Mockingjay, the third and final installment of the Hunger Games series, began as it ended: in the wake of devastation. Katniss, now rescued from the Quarter Quell and reunited with her mother and sister, Gale and Haymitch in District 13, opens the book by visiting her native District 12. She finds it reduced to ashes, bombed by the Capitol in retaliation for her rescue and the defiance she’s come to represent. After much resistance – she’s sort of in a depression due to the loss of her home and former life and Peeta, who was captured by the Capitol – she agrees to be the Mockingjay, the symbol of the uprising, a role that requires she shoots video with survivors of the various battles taking place in other districts and occasionally fighting a bit herself in order to boost morale and keep the resistance going. She and the leader of District 13, President Coin (eerily similar to President Snow in her demeanor) butt heads, though, and Katniss’s participation is limited.

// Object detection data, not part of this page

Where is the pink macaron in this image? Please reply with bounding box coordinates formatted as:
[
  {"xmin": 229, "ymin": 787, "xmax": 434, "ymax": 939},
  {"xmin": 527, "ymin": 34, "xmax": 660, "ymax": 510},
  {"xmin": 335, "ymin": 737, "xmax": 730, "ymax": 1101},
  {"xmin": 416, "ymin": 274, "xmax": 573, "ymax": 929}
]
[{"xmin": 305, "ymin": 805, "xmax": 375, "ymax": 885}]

The story really picks up once Peeta is rescued. Much to my surprise, he was brainwashed (with the aid of tracker jacker venom) into believing Katniss to be his enemy and tries to strangle her to death upon seeing her. I expected him to be angry for not being part of the rescue; I did not expect him to have been warped into an assassin. Very slowly, he begins to differentiate his actual memories from the nightmarish ones implanted by Snow and return to the Peeta I fell in love with in the first book. He, Katniss, Gale and a small team of other soldiers eventually set out to invade the Capitol and join the fight, though they are instructed to steer clear of the front lines since they are the ‘Star Squad’ – the face of the rebellion – and their defeat would destroy morale. Katniss secretly devises her own plan to hunt down and kill Snow and I was elated to see her back to her wild, brave self.
Many die or are captured but the rebels do ultimately win the war. But not before Prim is killed in a senseless bombing of medics and refugee children. I didn’t see this coming and I admit, it crushed me. Katniss can barely find the will to keep breathing, the only thing keeping her going is the promise made to her by Coin that she’ll be the one to execute Snow. Another awesome twist: Katniss visits Snow before said execution and he admits to her that he did not order the bombing of those child refugees. Coin did. Prim was not the primary target, she just happened to be in the wrong place at the worst time. When execution day arrives, Katniss shoots her arrow into Coin’s heart, not Snow’s, trying to avoid ending up right back where they started.
What I’d hoped for, but really did not expect, was that Peeta not only lived through the revolt but eventually won Katniss’s heart. Given their long-time friendship and similar personalities, I expected Gale to be Katniss’s choice. She and Gale did have a strong bond, for sure, but it was Peeta, the boy with the bread, who saved her life when she’d been starving and again, more than once, inside the arena. They’d saved each other and helped each other cope with the emotional scars they’d earned and, ultimately, it was Peeta who helped Katniss overcome her grief at the loss of her sister.
I love that at the end of the series, Katniss and Peeta (and everyone else) are deeply damaged, scarred beyond repair. It’s so far from a fairy tale and for that, I am grateful. Suzanne Collins has impressed me more than any other new (to me) author I’ve read in the past few years. Her characters cope as best as they can and go on, hopeful but irrevocably changed, as though they were real people, and once I’d finished this series, I kind of wished they were.